With about 1,200 candidate planets now cataloged, Kepler has also identified a solar system, called K-11, with at least six small planets orbiting their sun — all lined up on a disclike plane similar to our own.

The planets — called exo planets because they are outside Earth’s solar system — are believed to be gaseous rather than rocky and thus unable to support life, but the discovery of a system with so many planets orbiting in a manner similar to planets in our system has created great excitement.

“This is a remarkable system and a very exciting sign of what else is to come,” said Jonathan Fortney, a member of the Kepler science team from the University of California at Santa Cruz. “Given the information Kepler is sending back, we’re not only able to identify the planets, but we can tell a lot about how big they are, how close they are to their suns and to some extent what they’re made of.”

The results, released at a NASA news conference, and the journal Nature report on a little more than a quarter of the information collected by Kepler, launched almost two years ago.

The unprecedented job of the space telescope is to observe a small section of deep space to determine how many Earth-size planets exist there, how many suns like our own have planets and how many of those planets might be in habitable zones. The ultimate goal is to assess whether some planets can, or do, support life.

Because of the technique used by Kepler to find the exoplanets, those identified so far are usually closer to their suns than Mercury is to our sun, with orbits of a few months to a few days.
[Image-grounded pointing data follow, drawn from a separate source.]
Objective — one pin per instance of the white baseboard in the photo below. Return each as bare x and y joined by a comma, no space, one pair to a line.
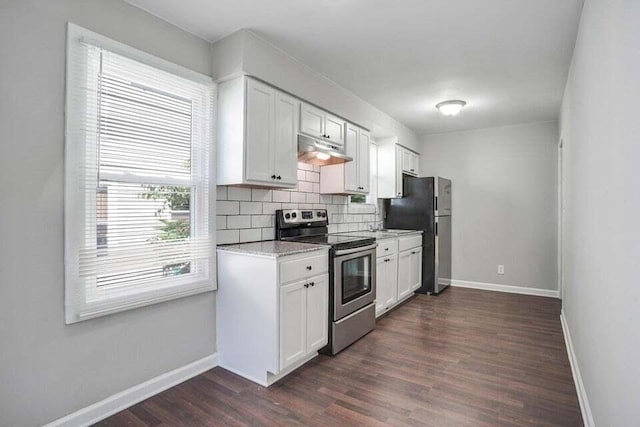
124,399
587,416
505,288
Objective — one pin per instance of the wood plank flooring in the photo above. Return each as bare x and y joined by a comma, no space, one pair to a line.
464,358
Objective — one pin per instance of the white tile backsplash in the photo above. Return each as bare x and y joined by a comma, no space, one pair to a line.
238,221
250,208
238,193
227,208
251,235
248,214
260,195
281,196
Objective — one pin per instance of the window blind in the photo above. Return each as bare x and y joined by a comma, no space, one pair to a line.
139,179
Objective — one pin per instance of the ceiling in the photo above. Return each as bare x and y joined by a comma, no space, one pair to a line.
507,58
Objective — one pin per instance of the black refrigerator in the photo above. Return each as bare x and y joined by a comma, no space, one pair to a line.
426,206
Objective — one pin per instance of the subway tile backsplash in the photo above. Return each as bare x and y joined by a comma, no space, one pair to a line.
248,214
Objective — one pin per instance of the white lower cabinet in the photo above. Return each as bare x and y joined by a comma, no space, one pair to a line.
404,274
293,319
387,282
317,312
272,313
398,271
409,271
303,319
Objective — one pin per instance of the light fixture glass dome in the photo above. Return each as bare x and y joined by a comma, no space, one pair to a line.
451,108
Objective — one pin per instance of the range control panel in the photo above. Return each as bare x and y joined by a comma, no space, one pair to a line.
298,216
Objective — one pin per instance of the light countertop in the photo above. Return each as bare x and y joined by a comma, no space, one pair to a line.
273,248
382,235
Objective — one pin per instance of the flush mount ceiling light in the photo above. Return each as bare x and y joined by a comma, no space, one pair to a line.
451,108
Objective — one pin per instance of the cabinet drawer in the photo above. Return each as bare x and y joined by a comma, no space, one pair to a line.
387,247
300,268
410,242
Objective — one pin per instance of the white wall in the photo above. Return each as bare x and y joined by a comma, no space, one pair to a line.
48,369
244,51
504,201
601,133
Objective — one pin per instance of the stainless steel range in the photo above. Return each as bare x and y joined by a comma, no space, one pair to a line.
352,273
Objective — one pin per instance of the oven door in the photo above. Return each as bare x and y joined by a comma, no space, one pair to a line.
355,279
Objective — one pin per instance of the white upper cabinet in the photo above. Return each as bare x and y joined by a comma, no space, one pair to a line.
364,143
351,170
260,123
311,120
350,177
257,134
334,129
409,161
320,124
286,145
393,161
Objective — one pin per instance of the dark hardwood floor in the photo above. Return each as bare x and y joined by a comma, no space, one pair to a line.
464,358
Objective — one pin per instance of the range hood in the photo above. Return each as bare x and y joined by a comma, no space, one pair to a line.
318,152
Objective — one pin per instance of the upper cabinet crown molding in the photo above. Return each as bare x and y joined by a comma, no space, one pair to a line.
393,161
257,134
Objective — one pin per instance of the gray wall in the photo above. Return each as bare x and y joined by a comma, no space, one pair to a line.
504,201
244,51
601,130
47,369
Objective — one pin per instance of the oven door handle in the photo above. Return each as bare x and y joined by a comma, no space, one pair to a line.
354,250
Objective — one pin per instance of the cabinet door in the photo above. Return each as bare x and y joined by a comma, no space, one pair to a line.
311,120
382,288
293,321
398,171
334,129
392,280
259,132
351,168
317,313
404,274
415,163
416,268
363,161
406,160
285,142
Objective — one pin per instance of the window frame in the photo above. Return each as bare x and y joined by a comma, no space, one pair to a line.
83,301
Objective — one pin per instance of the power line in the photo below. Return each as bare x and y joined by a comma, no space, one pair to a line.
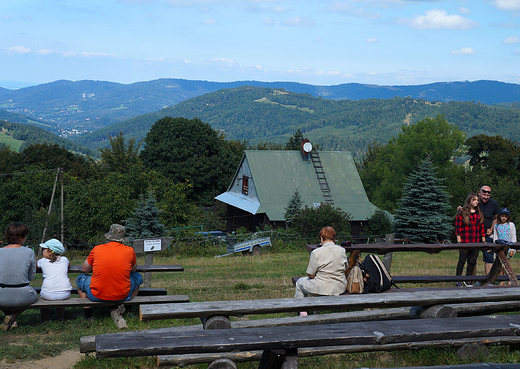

As Kepler collects information over a longer time, planets farther from their suns will be identified, and those are the ones expected to be rocky, watery and potentially more hospitable to life.

The Kepler space telescope detects planets that pass in front of their stars (or “transit”) and thereby cause a tiny periodic dip in the brightness of the star. The amount of reduced brightness lets scientists know how large the planet is in terms of its radius while the time between transits reveals the speed of its orbit.